Thursday, 5 March 2009

The Firebird database: Problem handling UTF8 characters

The 'Latin capital letter I with dot above', İ (Unicode 0130), strikes again! This innocent looking Turkish character seems to be reliable when it comes to breaking software that should be able to handle UTF8. (See also this post for a Java example.)

This time it breaks the Firebird database (in my case, v2.1.1 on a 64-bit Debian system). Downcasing some random characters in a database configured to handle UTF8 works fine:

SELECT LOWER('AӴЁΪΣƓ') FROM RDB$DATABASE

returns the expected string, aӵёϊσɠ.

However, when you throw in the trouble-making İ, everything blows up:

SELECT LOWER('AӴЁΪΣƓİ') FROM RDB$DATABASE
*** IBPP::SQLException ***
Context: Statement::Fetch
Message: isc_dsql_fetch failed.

SQL Message : -104
Invalid token

Engine Code : 335544849
Engine Message :
Malformed string

Slightly different input, generates a different error message:
SELECT LOWER('İA') FROM RDB$DATABASE
*** IBPP::SQLException ***
Context: Statement::Fetch
Message: isc_dsql_fetch failed.

SQL Message : -802
Arithmetic overflow or division by zero has occurred.

Engine Code : 335544321
Engine Message :
arithmetic exception, numeric overflow, or string truncation

There is an item on the Firebird user list, but without any answers so far.

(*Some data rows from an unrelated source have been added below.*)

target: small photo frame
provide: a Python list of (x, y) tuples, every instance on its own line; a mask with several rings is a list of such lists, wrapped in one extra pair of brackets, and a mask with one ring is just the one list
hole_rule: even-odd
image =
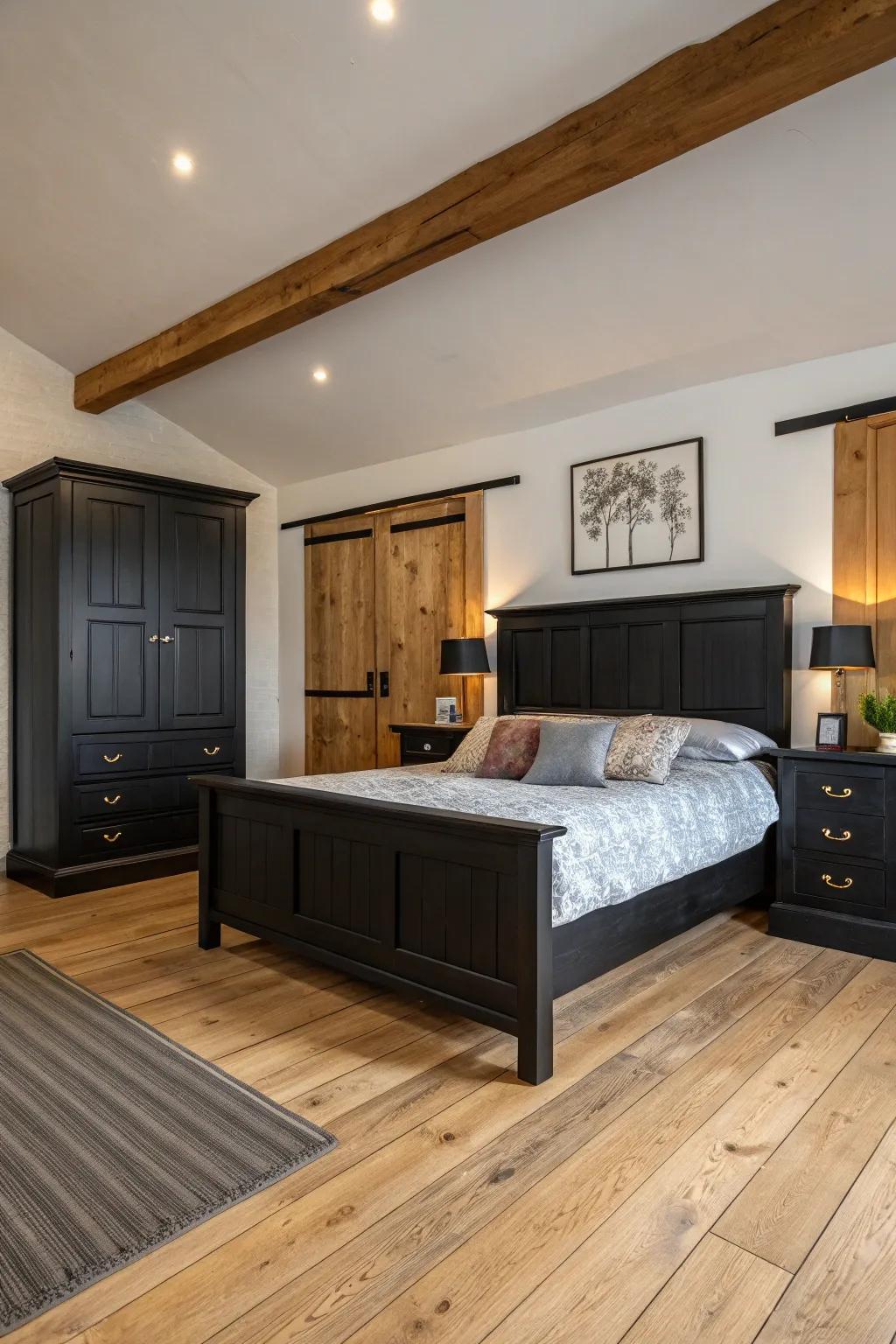
[(819, 714), (815, 728), (817, 751), (845, 751), (846, 750), (846, 715)]

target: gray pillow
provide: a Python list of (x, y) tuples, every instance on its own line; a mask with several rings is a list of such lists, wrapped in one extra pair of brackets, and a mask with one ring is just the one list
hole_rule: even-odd
[(678, 755), (690, 761), (748, 761), (776, 746), (758, 728), (721, 719), (690, 719), (690, 732)]
[(603, 767), (615, 731), (615, 723), (541, 719), (539, 750), (523, 784), (580, 784), (604, 789)]

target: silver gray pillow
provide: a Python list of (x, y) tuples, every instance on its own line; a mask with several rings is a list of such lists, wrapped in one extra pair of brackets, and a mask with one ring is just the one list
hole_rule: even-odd
[(723, 723), (721, 719), (689, 722), (690, 732), (678, 755), (690, 761), (750, 761), (776, 746), (764, 732), (744, 728), (742, 723)]
[(604, 789), (615, 723), (553, 723), (541, 719), (539, 750), (523, 784), (578, 784)]

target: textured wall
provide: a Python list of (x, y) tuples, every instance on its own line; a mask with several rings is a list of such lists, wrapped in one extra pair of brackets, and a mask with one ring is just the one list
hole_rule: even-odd
[[(146, 406), (105, 415), (71, 405), (71, 374), (0, 329), (0, 478), (47, 457), (258, 491), (246, 556), (246, 773), (278, 773), (277, 499), (271, 487)], [(9, 496), (0, 511), (0, 859), (9, 848)]]

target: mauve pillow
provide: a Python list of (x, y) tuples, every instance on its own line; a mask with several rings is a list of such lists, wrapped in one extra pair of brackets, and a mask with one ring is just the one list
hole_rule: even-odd
[(567, 784), (606, 789), (603, 767), (615, 723), (541, 720), (539, 751), (524, 784)]
[(690, 732), (678, 755), (690, 761), (750, 761), (776, 746), (759, 728), (744, 728), (742, 723), (723, 723), (721, 719), (688, 722)]
[(521, 780), (532, 769), (539, 750), (535, 719), (498, 719), (492, 728), (485, 759), (476, 771), (481, 780)]

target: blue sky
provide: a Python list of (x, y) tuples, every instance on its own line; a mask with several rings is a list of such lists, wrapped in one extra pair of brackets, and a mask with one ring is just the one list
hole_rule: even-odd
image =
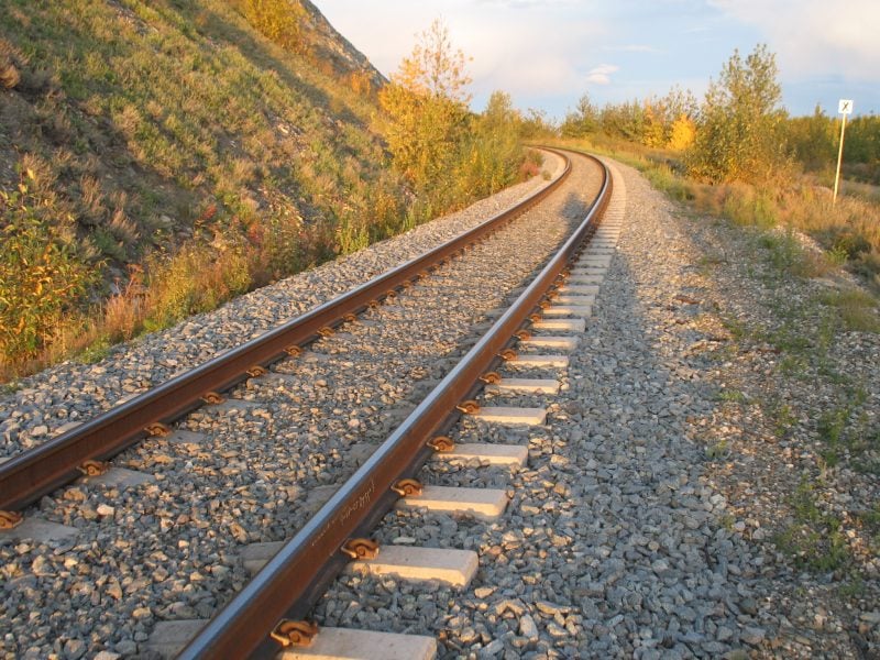
[(806, 114), (837, 100), (880, 113), (880, 0), (314, 0), (385, 75), (441, 18), (473, 58), (473, 107), (503, 89), (562, 118), (587, 92), (600, 106), (673, 85), (702, 98), (734, 48), (777, 54), (783, 105)]

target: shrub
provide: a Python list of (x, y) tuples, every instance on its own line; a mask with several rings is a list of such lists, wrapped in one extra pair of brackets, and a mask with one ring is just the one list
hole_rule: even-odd
[(65, 211), (33, 169), (22, 173), (18, 190), (0, 190), (0, 355), (14, 370), (51, 341), (63, 312), (95, 282), (92, 268), (76, 250)]

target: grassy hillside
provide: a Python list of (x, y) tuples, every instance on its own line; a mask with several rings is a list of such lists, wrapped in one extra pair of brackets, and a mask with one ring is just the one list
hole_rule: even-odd
[[(253, 4), (3, 3), (0, 372), (170, 322), (405, 222), (372, 125), (382, 77), (312, 6), (280, 45)], [(109, 319), (81, 312), (113, 294)]]

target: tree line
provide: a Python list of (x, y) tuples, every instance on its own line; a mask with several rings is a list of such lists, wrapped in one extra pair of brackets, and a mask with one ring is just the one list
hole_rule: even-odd
[[(818, 106), (811, 116), (789, 116), (778, 74), (766, 45), (745, 57), (736, 51), (702, 102), (680, 88), (604, 108), (584, 95), (557, 130), (563, 138), (602, 135), (680, 152), (688, 173), (708, 183), (763, 182), (788, 176), (792, 168), (832, 169), (840, 119)], [(848, 121), (844, 161), (854, 178), (880, 184), (880, 117)]]

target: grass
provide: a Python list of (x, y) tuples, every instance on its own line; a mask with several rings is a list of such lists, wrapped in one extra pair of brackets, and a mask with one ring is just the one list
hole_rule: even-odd
[(789, 504), (793, 520), (773, 537), (776, 546), (802, 569), (817, 573), (846, 569), (853, 557), (840, 520), (822, 512), (813, 484), (801, 481)]
[[(516, 176), (519, 164), (506, 164), (501, 183), (476, 187), (465, 179), (480, 172), (457, 172), (444, 206), (426, 204), (389, 166), (374, 73), (322, 59), (333, 44), (287, 44), (320, 34), (282, 34), (277, 21), (298, 14), (263, 24), (260, 7), (286, 4), (4, 4), (0, 68), (20, 81), (0, 94), (0, 229), (76, 276), (66, 293), (56, 278), (45, 309), (0, 308), (3, 329), (25, 317), (23, 341), (0, 338), (0, 380), (91, 344), (100, 354)], [(19, 252), (0, 261), (21, 271)], [(40, 278), (0, 277), (0, 301), (33, 299), (23, 294)]]

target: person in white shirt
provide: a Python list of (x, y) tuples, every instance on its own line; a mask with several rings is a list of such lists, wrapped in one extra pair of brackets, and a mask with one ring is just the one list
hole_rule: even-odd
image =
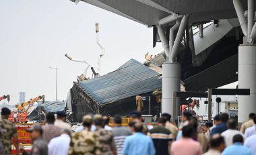
[(224, 138), (219, 134), (212, 136), (210, 140), (210, 148), (203, 155), (220, 155), (225, 148)]
[(228, 130), (222, 133), (222, 136), (225, 139), (226, 146), (228, 147), (232, 144), (233, 137), (235, 135), (240, 134), (242, 136), (244, 136), (243, 133), (237, 130), (237, 123), (236, 121), (230, 118), (228, 121)]
[(70, 130), (63, 129), (60, 136), (53, 138), (48, 144), (48, 154), (67, 155), (71, 140), (70, 135)]
[(254, 125), (252, 127), (248, 127), (245, 130), (245, 138), (247, 138), (250, 137), (251, 136), (256, 134), (256, 115), (253, 115), (253, 119)]
[(14, 123), (17, 123), (18, 115), (16, 112), (13, 112)]
[(67, 114), (63, 111), (57, 111), (57, 119), (55, 120), (54, 125), (61, 127), (61, 129), (67, 129), (71, 130), (71, 125), (66, 122), (65, 120), (66, 119)]
[(107, 131), (111, 131), (112, 127), (108, 126), (109, 123), (109, 117), (107, 115), (103, 115), (103, 123), (104, 123), (104, 129)]

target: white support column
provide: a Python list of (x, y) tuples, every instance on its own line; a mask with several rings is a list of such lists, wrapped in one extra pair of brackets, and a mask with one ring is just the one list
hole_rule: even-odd
[[(181, 91), (181, 64), (179, 63), (164, 63), (162, 65), (162, 112), (173, 114), (178, 111), (179, 105), (173, 109), (173, 92)], [(176, 103), (179, 103), (177, 98)], [(173, 118), (174, 119), (177, 119)]]
[(238, 123), (256, 111), (256, 45), (238, 47), (238, 88), (250, 89), (249, 96), (238, 96)]
[(254, 25), (254, 16), (255, 16), (254, 1), (255, 0), (248, 0), (248, 36), (250, 36)]
[(158, 32), (159, 34), (159, 37), (161, 40), (162, 46), (164, 50), (165, 54), (167, 57), (169, 56), (169, 44), (167, 41), (166, 36), (165, 36), (164, 31), (161, 27), (161, 25), (157, 25), (156, 28), (158, 28)]

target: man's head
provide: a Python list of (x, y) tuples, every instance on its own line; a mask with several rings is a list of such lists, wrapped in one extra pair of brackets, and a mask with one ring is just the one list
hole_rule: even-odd
[(167, 120), (165, 118), (160, 117), (158, 119), (158, 124), (162, 126), (165, 126)]
[(214, 124), (217, 125), (220, 123), (220, 115), (216, 115), (214, 117)]
[(135, 121), (130, 121), (128, 124), (129, 128), (131, 130), (132, 133), (134, 133), (135, 131), (134, 130), (134, 125), (135, 124), (136, 122)]
[(130, 121), (141, 121), (141, 114), (139, 112), (134, 111), (130, 113), (129, 120)]
[(167, 113), (164, 113), (162, 115), (162, 117), (165, 118), (167, 121), (170, 121), (170, 119), (172, 118), (172, 115)]
[(189, 125), (191, 125), (195, 131), (197, 131), (198, 127), (197, 118), (195, 117), (191, 117), (189, 118)]
[(227, 124), (228, 124), (228, 129), (236, 130), (237, 128), (236, 121), (233, 118), (230, 118), (230, 119), (228, 119)]
[(9, 118), (9, 116), (11, 114), (11, 110), (9, 109), (7, 107), (3, 107), (2, 111), (1, 113), (1, 115), (2, 115), (2, 117), (5, 117), (6, 119)]
[(255, 115), (255, 113), (250, 113), (249, 114), (249, 119), (253, 119), (253, 116)]
[(87, 128), (91, 128), (92, 123), (92, 117), (90, 115), (86, 115), (83, 117), (83, 126)]
[(244, 138), (241, 134), (237, 134), (233, 137), (233, 144), (234, 143), (244, 143)]
[(49, 124), (54, 124), (55, 121), (55, 116), (53, 113), (49, 113), (46, 115), (46, 123)]
[(108, 115), (103, 115), (102, 119), (103, 119), (103, 125), (108, 125), (109, 119), (110, 119)]
[(183, 122), (185, 122), (188, 121), (191, 117), (192, 117), (192, 114), (185, 111), (183, 113), (181, 119)]
[(205, 123), (205, 127), (209, 129), (211, 127), (212, 127), (212, 123), (211, 122), (207, 122)]
[(141, 122), (136, 122), (134, 124), (134, 130), (135, 132), (142, 132), (143, 124)]
[(256, 115), (253, 117), (253, 120), (255, 124), (256, 124)]
[(102, 115), (95, 115), (94, 117), (94, 125), (97, 127), (103, 127), (103, 118)]
[(182, 136), (183, 138), (192, 138), (194, 131), (194, 128), (191, 125), (184, 126), (182, 128)]
[(121, 115), (117, 115), (114, 116), (113, 121), (115, 126), (120, 126), (122, 123), (122, 117)]
[(220, 121), (222, 123), (226, 123), (228, 120), (228, 114), (226, 113), (222, 113), (220, 116)]
[(27, 129), (27, 132), (31, 132), (32, 140), (36, 140), (42, 137), (43, 130), (41, 125), (35, 124), (31, 128)]
[(61, 134), (67, 134), (69, 136), (71, 136), (71, 131), (68, 129), (63, 129), (61, 130)]
[(225, 141), (224, 137), (216, 134), (212, 136), (210, 140), (211, 148), (222, 152), (225, 148)]
[(58, 119), (61, 120), (63, 121), (64, 121), (65, 119), (66, 119), (67, 114), (64, 113), (63, 111), (57, 111), (56, 113), (57, 113), (57, 118)]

Update: As mariuz points out in a comment below, this defect now seems to be fixed in an upcoming version. See this bug tracker item.

4 comments:

mariuz said...

I have tested on Ubuntu with flamerobin 0.9
x64 with firebird 2.1 your queries and all went ok
Database charset was set to none
Could you tell me the exact version of Debian you use and
versions for wxwidgets , flamerobin ?

Nikolaj Lindberg said...

Hi mariuz,

I don't think Flamerobin has anything to do with this.

I can reproduce the problem on my laptop, running Debian Lenny, using the standard Firebird 2.0 package. Check out the following isql-fb sessions:


SQL> create database 'localhost:/tmp/tr_test.gdb' default character set UTF8;

...

nikolaj@demo:~$ isql-fb -user sysdba -password topsecret -ch utf8
Use CONNECT or CREATE DATABASE to specify a database
SQL> connect '/tmp/tr_test.gdb';
Database: '/tmp/tr_test.gdb', User: sysdba
SQL> SELECT LOWER('M-CM-') FROM RDB$DATABASE;

LOWER
======
ä

SQL> SELECT LOWER('M-DM-0') FROM RDB$DATABASE;

LOWER
======
Statement failed, SQLCODE = -104
Malformed string
SQL>

(Sorry for the strange characters in the input, but isql-fb cannot show these characters correctly. In the first case, the command is LOWER('Ä'), in the second case, it is LOWER('İ').)

mariuz said...

seems to be fixed in 2.1.3

http://tracker.firebirdsql.org/browse/CORE-2355

Anonymous said...

Hi,
I also try to download data from a firebird db to import into Oracle 11g database.
Text files I create with isql statements are terrible with Turkish characters.
Please tell me if you have found a solution to this.
By the way, I am Metin from Istanbul
irmakm_sgc@hotmail.com
Thanks anyway.